Pietro si alzò dalla vecchia sedia di legno dura come un ramo nodoso e si affacciò alla finestra, osservando l’abete posto in fondo alla radura. Ricordò un particolare curioso del testamento di Klaus che lo nominava proprietario del bosco.
“L’abete non va abbattuto per nessuna ragione. Se muore, deve rimanere lì finché il tempo non lo ridurrà in polvere. L’area prospiciente va tenuta curata, con particolare attenzione al cespuglio di more. Nessuno deve profanare quel lembo di bosco”.
E lui aveva rispettato con cura le disposizioni testamentarie. L’abete era ancora lì, imponente e rigoglioso. L’area era stata conservata come nel 2009: sgombra da erbacce e ricca di flora spontanea: genzianelle e altri fiori alpestri. I fiori nascevano liberi senza che nessuno ne cogliesse uno. Il cespuglio di more selvatiche cresceva e fruttificava anno dopo anno secondo un ciclo vecchio di secoli. Nessun frutto veniva colto: erano il pasto di uccelli e animali.
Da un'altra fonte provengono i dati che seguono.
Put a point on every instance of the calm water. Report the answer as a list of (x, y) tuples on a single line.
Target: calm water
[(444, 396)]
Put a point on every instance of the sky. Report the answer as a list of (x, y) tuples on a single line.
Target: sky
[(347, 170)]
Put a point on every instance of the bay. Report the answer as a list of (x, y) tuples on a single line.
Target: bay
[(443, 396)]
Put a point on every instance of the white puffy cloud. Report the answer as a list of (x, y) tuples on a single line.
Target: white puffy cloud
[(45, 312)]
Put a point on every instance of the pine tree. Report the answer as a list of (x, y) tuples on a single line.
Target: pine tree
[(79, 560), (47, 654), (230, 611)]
Adesso Pietro osservando con attenzione quell’abete notava qualcosa di stonato senza comprenderne i motivi. Nonostante tutto sembrava esattamente come trent’anni prima, c’erano particolari che non quadravano. Il quadro d’insieme sembrava monco, quasi come se mancasse qualche aspetto che era ormai diventato familiare al suo occhio.
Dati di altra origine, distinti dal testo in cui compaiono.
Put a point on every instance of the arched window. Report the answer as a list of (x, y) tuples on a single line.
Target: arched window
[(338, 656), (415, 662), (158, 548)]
Si concentrò ma non riuscì a mettere a fuoco il dettaglio fuori posto. Scosse il capo e tornò alla sedia accanto al camino. Questa sensazione lo accompagnava da qualche giorno distraendolo dalle normali occupazioni.
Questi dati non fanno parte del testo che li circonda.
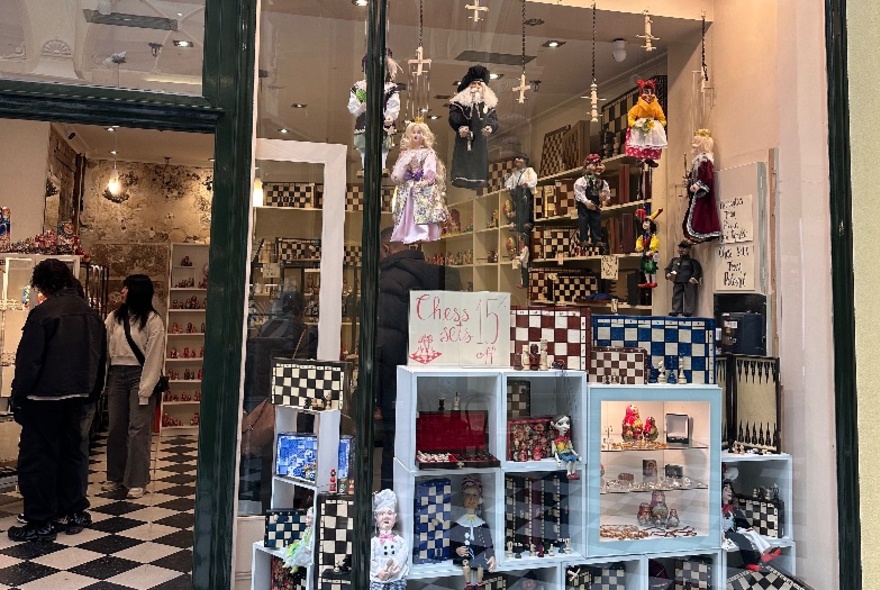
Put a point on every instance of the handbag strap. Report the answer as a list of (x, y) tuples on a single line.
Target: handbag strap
[(134, 347)]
“E’ forse questa sfasatura impercettibile alla mia vista che mi costringe a rivolgermi al passato? Perché affiorano questi ricordi dismessi tanti anni fa?”
Arrivato a sessantotto anni li sentiva tutti nonostante il fisico asciutto e ancora tonico. Percepiva quel senso di solitudine che lo immalinconiva in misura superiore agli anni precedenti.
Amanda gli mancava terribilmente, aveva lasciato un vuoto dentro di lui che non era mai riuscito a colmare.
Alimentò il fuoco con nuova legna ma poi tornò alla finestra a osservare l’abete alla ricerca del particolare che non era capace di individuare. Non sapeva il motivo per il quale esaminando quell’albero gli veniva naturale associarlo a Amanda.
“Ma quale Amanda? La nostra figlia, mia e di Elisa oppure quella donna misteriosa morta per mano di Klaus, il vecchio proprietario? E poi perché la mia mente torna a quando Amanda aveva quattro anni? Un’età insignificante per lo più. Un episodio del tutto trascurabile. Eppure non trovo pace finché non ho ricordato quel 30 marzo del 2014. Sembra che rileggendo quel giorno riesca a placare l’ansia che mi pervade”.
E cominciò a riportare a gallo quei frammenti di vita.